A relação entre o governo Lula e os Correios
Os Correios sempre foram uma empresa simbólica para o governo Lula, especialmente após os escândalos envolvendo desvios em sua administração durante o primeiro mandato do presidente, em 2005. A descoberta de irregularidades na estatal foi um dos estopins para o escândalo do mensalão, que afetou gravemente a imagem do governo petista.
Após esse episódio, o cuidado com a gestão dos Correios aumentou consideravelmente, e o governo de Lula tem demonstrado resistência em entregar o comando da empresa a partidos como o União Brasil, mesmo sendo aliados no governo. Essa postura, em parte, reflete a preocupação com a imagem e a importância estratégica da estatal.
O futuro dos Correios sob a liderança de Emmanoel Schmidt Rondon

Com a nomeação de Rondon, espera-se que a empresa tenha um novo impulso em sua recuperação, com foco na redução do prejuízo e na melhoria da rentabilidade. Sua experiência no Banco do Brasil pode ser um diferencial para lidar com as questões financeiras e de reestruturação, principalmente no que diz respeito ao controle de custos e à busca por novas receitas.

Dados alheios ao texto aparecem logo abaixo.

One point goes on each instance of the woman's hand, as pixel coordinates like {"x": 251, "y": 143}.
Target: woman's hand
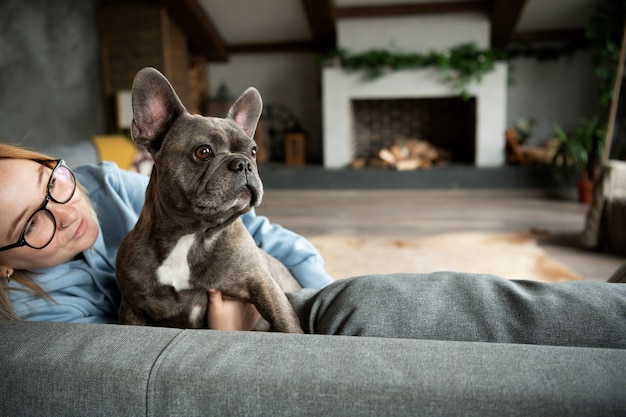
{"x": 226, "y": 313}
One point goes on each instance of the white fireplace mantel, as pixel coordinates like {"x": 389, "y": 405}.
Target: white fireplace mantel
{"x": 341, "y": 87}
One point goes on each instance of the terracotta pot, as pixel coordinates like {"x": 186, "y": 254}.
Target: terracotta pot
{"x": 585, "y": 191}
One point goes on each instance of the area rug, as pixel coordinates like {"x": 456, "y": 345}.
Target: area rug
{"x": 509, "y": 255}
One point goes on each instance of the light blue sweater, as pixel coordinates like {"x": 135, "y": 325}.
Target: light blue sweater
{"x": 84, "y": 290}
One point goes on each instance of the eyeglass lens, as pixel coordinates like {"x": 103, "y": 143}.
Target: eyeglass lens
{"x": 40, "y": 228}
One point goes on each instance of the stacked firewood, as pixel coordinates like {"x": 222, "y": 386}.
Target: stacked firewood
{"x": 405, "y": 155}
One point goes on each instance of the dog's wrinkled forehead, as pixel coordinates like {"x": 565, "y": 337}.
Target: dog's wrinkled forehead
{"x": 223, "y": 135}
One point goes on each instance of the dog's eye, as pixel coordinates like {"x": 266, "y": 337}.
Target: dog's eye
{"x": 204, "y": 152}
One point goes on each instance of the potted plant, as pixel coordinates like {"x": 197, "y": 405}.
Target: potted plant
{"x": 579, "y": 154}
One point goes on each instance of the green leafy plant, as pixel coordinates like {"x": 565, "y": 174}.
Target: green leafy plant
{"x": 605, "y": 32}
{"x": 581, "y": 151}
{"x": 458, "y": 66}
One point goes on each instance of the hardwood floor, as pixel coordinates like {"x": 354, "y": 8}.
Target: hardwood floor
{"x": 417, "y": 213}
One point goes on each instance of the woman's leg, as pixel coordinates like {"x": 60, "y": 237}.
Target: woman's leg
{"x": 468, "y": 307}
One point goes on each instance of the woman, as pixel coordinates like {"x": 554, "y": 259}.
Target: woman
{"x": 60, "y": 231}
{"x": 57, "y": 260}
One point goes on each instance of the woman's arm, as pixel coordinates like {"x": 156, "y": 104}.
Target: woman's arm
{"x": 298, "y": 254}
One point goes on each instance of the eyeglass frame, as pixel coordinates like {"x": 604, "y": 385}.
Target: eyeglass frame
{"x": 21, "y": 240}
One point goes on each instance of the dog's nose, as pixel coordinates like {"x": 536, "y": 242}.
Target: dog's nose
{"x": 240, "y": 164}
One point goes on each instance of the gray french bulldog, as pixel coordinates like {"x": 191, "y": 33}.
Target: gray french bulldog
{"x": 189, "y": 236}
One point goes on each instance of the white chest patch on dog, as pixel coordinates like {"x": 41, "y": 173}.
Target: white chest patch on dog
{"x": 174, "y": 270}
{"x": 194, "y": 316}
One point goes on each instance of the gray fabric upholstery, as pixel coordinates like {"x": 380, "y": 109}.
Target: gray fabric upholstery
{"x": 468, "y": 307}
{"x": 54, "y": 369}
{"x": 70, "y": 370}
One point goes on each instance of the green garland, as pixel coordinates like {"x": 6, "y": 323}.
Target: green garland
{"x": 458, "y": 66}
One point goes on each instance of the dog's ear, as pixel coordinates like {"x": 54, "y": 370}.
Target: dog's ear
{"x": 155, "y": 107}
{"x": 246, "y": 111}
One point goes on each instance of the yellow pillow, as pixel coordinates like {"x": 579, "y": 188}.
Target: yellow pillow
{"x": 115, "y": 148}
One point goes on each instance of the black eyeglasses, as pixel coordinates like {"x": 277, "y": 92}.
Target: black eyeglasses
{"x": 41, "y": 226}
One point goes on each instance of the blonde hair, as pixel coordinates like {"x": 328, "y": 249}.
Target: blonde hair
{"x": 22, "y": 277}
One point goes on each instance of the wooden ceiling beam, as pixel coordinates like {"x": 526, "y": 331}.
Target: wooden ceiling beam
{"x": 412, "y": 9}
{"x": 196, "y": 24}
{"x": 321, "y": 17}
{"x": 559, "y": 35}
{"x": 504, "y": 17}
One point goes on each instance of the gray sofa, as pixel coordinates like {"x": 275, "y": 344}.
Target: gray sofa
{"x": 53, "y": 369}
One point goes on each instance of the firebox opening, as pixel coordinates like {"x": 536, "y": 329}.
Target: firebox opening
{"x": 447, "y": 123}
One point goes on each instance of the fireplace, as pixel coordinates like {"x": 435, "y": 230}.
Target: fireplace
{"x": 472, "y": 131}
{"x": 448, "y": 123}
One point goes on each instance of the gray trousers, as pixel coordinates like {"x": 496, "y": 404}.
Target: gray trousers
{"x": 468, "y": 307}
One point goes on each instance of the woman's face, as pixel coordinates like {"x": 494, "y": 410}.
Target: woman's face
{"x": 23, "y": 188}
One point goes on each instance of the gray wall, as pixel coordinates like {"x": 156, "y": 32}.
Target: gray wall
{"x": 50, "y": 84}
{"x": 561, "y": 92}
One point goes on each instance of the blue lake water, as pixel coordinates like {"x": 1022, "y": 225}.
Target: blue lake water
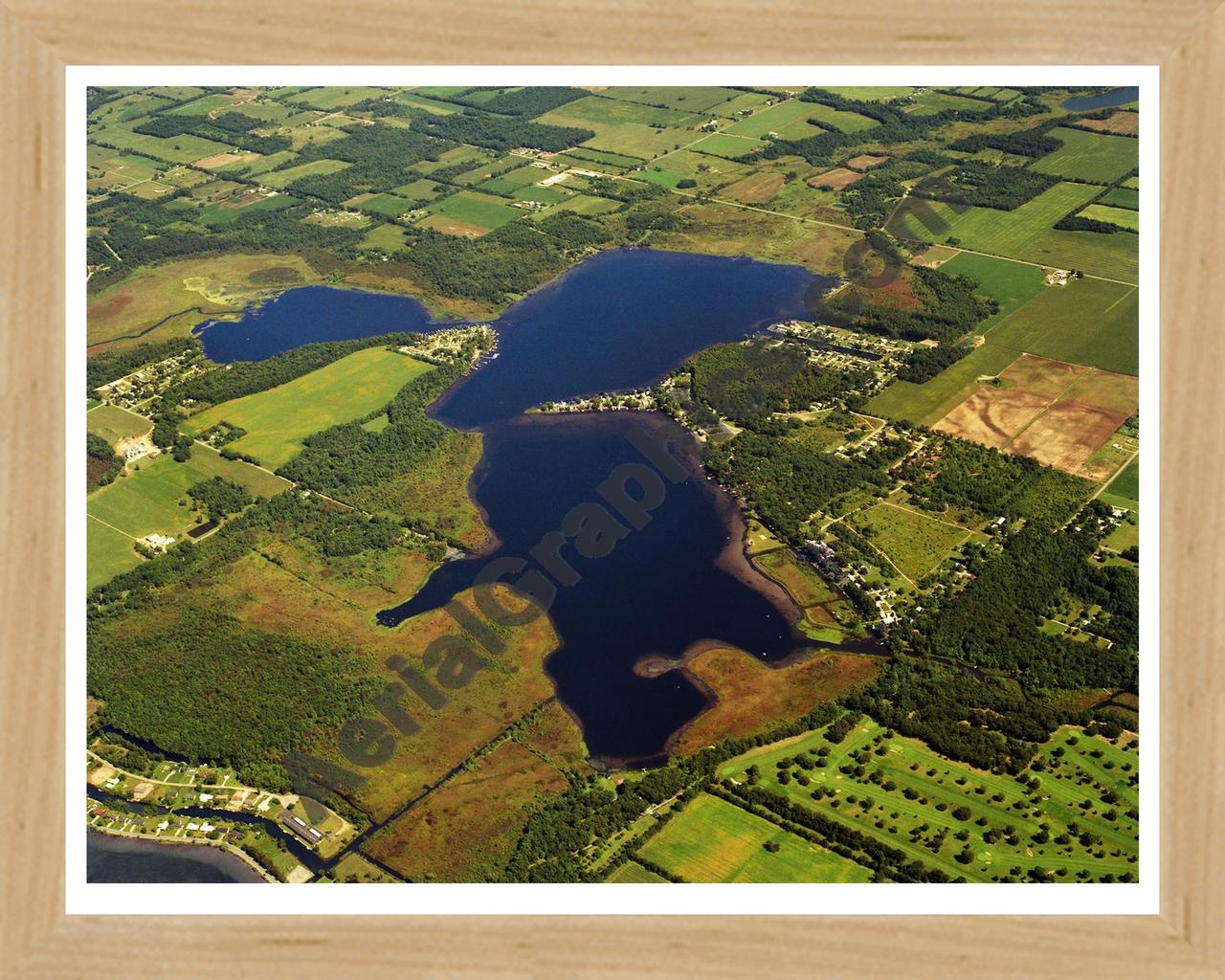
{"x": 113, "y": 860}
{"x": 1102, "y": 100}
{"x": 619, "y": 320}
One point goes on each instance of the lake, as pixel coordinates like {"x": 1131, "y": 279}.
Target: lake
{"x": 1102, "y": 100}
{"x": 620, "y": 320}
{"x": 114, "y": 860}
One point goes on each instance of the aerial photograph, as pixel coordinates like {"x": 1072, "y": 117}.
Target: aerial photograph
{"x": 612, "y": 484}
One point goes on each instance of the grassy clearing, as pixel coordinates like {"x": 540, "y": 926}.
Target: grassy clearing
{"x": 1088, "y": 322}
{"x": 277, "y": 420}
{"x": 1090, "y": 156}
{"x": 634, "y": 874}
{"x": 713, "y": 840}
{"x": 1121, "y": 215}
{"x": 928, "y": 402}
{"x": 914, "y": 543}
{"x": 915, "y": 803}
{"x": 114, "y": 423}
{"x": 1027, "y": 233}
{"x": 282, "y": 179}
{"x": 151, "y": 500}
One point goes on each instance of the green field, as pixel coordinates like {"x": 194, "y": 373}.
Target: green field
{"x": 282, "y": 179}
{"x": 277, "y": 420}
{"x": 713, "y": 840}
{"x": 147, "y": 500}
{"x": 388, "y": 205}
{"x": 1088, "y": 322}
{"x": 1010, "y": 283}
{"x": 928, "y": 402}
{"x": 1124, "y": 196}
{"x": 723, "y": 145}
{"x": 634, "y": 874}
{"x": 1127, "y": 482}
{"x": 114, "y": 423}
{"x": 1027, "y": 233}
{"x": 1121, "y": 215}
{"x": 914, "y": 805}
{"x": 914, "y": 543}
{"x": 1090, "y": 156}
{"x": 476, "y": 209}
{"x": 635, "y": 140}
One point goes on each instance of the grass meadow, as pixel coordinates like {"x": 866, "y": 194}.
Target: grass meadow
{"x": 277, "y": 420}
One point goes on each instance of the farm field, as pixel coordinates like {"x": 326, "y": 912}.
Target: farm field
{"x": 1088, "y": 322}
{"x": 713, "y": 840}
{"x": 1121, "y": 215}
{"x": 928, "y": 402}
{"x": 1090, "y": 156}
{"x": 114, "y": 423}
{"x": 915, "y": 544}
{"x": 1027, "y": 233}
{"x": 917, "y": 803}
{"x": 277, "y": 420}
{"x": 147, "y": 501}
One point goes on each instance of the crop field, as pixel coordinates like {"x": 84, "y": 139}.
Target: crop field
{"x": 147, "y": 500}
{"x": 183, "y": 148}
{"x": 1088, "y": 322}
{"x": 634, "y": 874}
{"x": 1012, "y": 284}
{"x": 1090, "y": 156}
{"x": 758, "y": 189}
{"x": 687, "y": 99}
{"x": 835, "y": 179}
{"x": 277, "y": 420}
{"x": 1079, "y": 825}
{"x": 635, "y": 140}
{"x": 282, "y": 179}
{"x": 388, "y": 205}
{"x": 598, "y": 113}
{"x": 1027, "y": 233}
{"x": 725, "y": 145}
{"x": 114, "y": 423}
{"x": 713, "y": 840}
{"x": 1075, "y": 427}
{"x": 475, "y": 209}
{"x": 870, "y": 92}
{"x": 1124, "y": 217}
{"x": 1121, "y": 197}
{"x": 928, "y": 402}
{"x": 915, "y": 544}
{"x": 788, "y": 121}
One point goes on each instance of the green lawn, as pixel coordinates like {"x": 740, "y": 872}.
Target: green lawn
{"x": 114, "y": 423}
{"x": 1088, "y": 322}
{"x": 928, "y": 402}
{"x": 1090, "y": 156}
{"x": 1027, "y": 233}
{"x": 914, "y": 805}
{"x": 147, "y": 500}
{"x": 277, "y": 420}
{"x": 914, "y": 543}
{"x": 713, "y": 840}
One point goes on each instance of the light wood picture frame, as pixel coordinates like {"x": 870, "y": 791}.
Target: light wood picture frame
{"x": 40, "y": 37}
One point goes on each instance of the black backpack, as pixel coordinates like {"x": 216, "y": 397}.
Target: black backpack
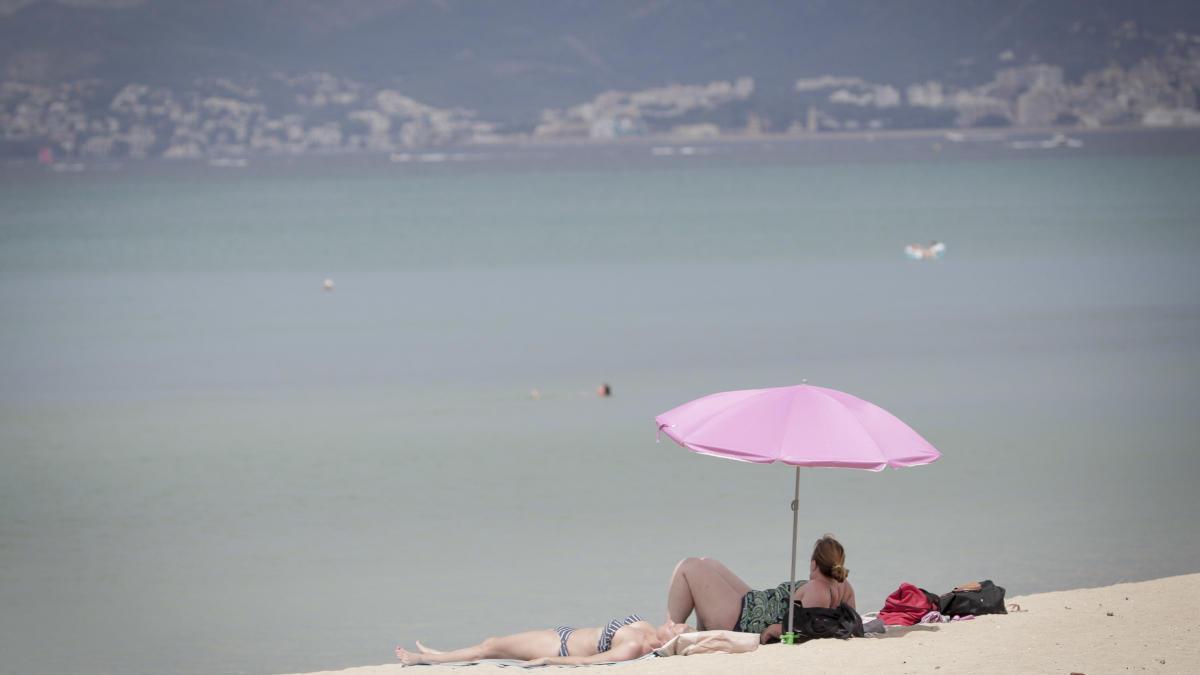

No entanto, o sucesso de sua gestão dependerá da capacidade de implementar as mudanças necessárias, sem que isso prejudique os serviços prestados à população. A universalização dos serviços e a preservação da qualidade do atendimento são questões prioritárias para os Correios, e o novo presidente terá que equilibrar essas demandas com as necessidades de reestruturação financeira.